Fig. 5: Fingerprints of A. sydowii proteins and lipids.

a Protein region of DP refocused J-INADEQUATE spectra collected using A. sydowii (0.5 M NaCl). b Secondary structure of proteins denoted by ¹³C chemical shifts of Cα. α-helical and β-strand conformations are in yellow and blue, respectively. The amino acid residues in the mobile fraction (left) and rigid fraction (right) are separated by dash lines. c Box-and-whisker diagrams plotting of the relative water-edited intensities (S/S₀) of protein carbon sites in 0 M (purple; n = 11), 0.5 M (green; n = 12) and 2.0 M (blue; n = 10) in three A. sydowii samples with varying salt concentrations. The box contains the 25th to 75th percentiles of dataset. The black center line denotes the median value (50th percentile) and the open box represents the mean.
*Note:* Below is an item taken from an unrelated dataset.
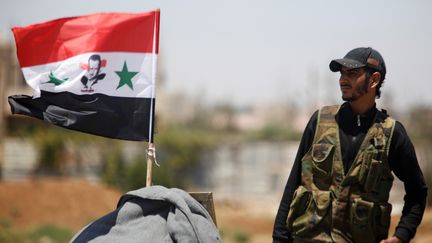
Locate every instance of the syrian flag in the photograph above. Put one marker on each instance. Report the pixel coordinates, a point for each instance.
(94, 73)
The whiskers mark the 5th and 95th percentiles, with values beyond these upper and lower bounds considered outliers (open circles). All the data points are shown in each concentration. d 2D refocused INEPT ¹H-¹³C correlation spectra of A. sydowii samples cultured with 0 M, 0.5 M, and 2.0 M NaCl. The spectra are compared with the control spectra of model lipids POPC (magenta) and POPG (blue), showing the α, β, and γ carbons in phospholipid headgroups and the carbons in lipid tails. Source data of Fig. 5c are provided as a Source Data file.